C’est donc dire que François Samuel Mackay, qui en dépit de son origine écossaise se considérait comme un Canadien français, avait de qui tenir. Étudiant en notariat, Mackay était Caporal au moment du déclenchement de la Campagne du Nord-Ouest. Lorsque le Régiment quitta Montréal, il fut promu Sergent. Arrivé à Calgary, on le promut Sous-lieutenant à titre provisoire et c’est comme Sous-lieutenant qu’il revint à Montréal.

C’est au Lieutenant-colonel Mackay que l’on doit, en 1905, d’avoir fait sortir son régiment pour la première fois en vingt ans. Le 24 mai 1905, en effet, le régiment se rendit à Niagara et à Toronto et la visite fit bon effet.

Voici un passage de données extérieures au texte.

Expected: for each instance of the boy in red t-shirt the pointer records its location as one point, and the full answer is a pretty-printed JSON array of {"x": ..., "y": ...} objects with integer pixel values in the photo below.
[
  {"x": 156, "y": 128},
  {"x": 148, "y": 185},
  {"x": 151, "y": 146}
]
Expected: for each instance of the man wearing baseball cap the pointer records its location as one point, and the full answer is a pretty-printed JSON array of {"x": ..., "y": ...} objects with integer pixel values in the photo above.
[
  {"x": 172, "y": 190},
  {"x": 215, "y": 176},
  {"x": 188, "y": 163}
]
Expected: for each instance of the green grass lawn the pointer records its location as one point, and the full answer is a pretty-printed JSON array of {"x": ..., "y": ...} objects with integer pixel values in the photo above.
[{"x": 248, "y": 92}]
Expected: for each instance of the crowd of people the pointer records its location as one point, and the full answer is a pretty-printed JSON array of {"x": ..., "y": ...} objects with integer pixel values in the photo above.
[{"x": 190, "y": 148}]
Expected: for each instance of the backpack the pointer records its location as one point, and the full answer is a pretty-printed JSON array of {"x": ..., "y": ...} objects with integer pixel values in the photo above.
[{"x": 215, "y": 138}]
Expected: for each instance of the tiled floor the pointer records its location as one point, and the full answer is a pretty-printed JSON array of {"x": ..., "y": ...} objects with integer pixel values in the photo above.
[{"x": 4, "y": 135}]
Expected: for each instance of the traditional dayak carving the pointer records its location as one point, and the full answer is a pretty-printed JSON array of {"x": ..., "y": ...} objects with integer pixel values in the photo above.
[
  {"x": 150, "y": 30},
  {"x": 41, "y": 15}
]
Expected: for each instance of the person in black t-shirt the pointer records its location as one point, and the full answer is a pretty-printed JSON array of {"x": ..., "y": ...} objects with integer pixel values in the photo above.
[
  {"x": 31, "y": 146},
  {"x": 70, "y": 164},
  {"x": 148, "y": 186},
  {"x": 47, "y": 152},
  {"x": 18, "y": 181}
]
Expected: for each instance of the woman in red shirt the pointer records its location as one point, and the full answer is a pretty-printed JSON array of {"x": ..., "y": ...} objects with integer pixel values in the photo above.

Un mois plus tard, à l’occasion de la Saint-Jean-Baptiste 1905, Mackay menait ses hommes à l’extérieur du Canada, à bord d’un train du Canadien Pacifique. Le 65e se rendit à Portland, dans le Maine, où le gouverneur de l’État, W. T. Cobb, les accueillit. Durant leur séjour de 48 heures aux États-Unis, les Carabiniers se rendirent à Fort Williams, où ils furent accueillis par des officiers américains, défilèrent dans les rues de Portland en compagnie de miliciens de la Garde nationale du Maine, de réservistes de la Marine américaine et d’un régiment de Sherbrooke, en plus de se livrer, pour le grand plaisir de la population locale, à diverses manœuvres avant d’être passés en revue par un Brigadier général américain.

C’est également sous le commandement du Lieutenant-colonel Mackay que le régiment connut son premier Sergent-major régimentaire en titre, Henry Scott, qui occupa cette importante fonction de 1902 à 1905.

Un des premiers gestes qu’avait posé le Lieutenant-colonel Mackay avait été de corriger officiellement une anomalie qui persistait depuis la naissance du Bataillon.

En effet, bien que les mots « Carabiniers du Mont-Royal » apparaissaient en français sur le blason du 65e que les hommes portaient sur leur uniforme et qu’on retrouvait également cette dénomination sur ses publications officielles, y compris d’ailleurs dans la Gazette officielle, il n’en demeure pas moins que la promulgation officielle du régiment ne mentionnait que la seule dénomination anglophone « Mount Royal Rifles ». Ce qui rendait la dénomination francophone théoriquement irrégulière, sinon illégale.

Mackay s’empressa de s’adresser aux autorités pour faire corriger la situation et le 1er août 1 902 apparaissait dans les ordres généraux de la Milice canadienne, la mention suivante : « Ordre général 85 : 65e Bataillon Mount-Royal Rifles. La désignation du 65e Bataillon Mount-Royal Rifles est changée en celle du 65e Bataillon Carabiniers Mont-Royal ».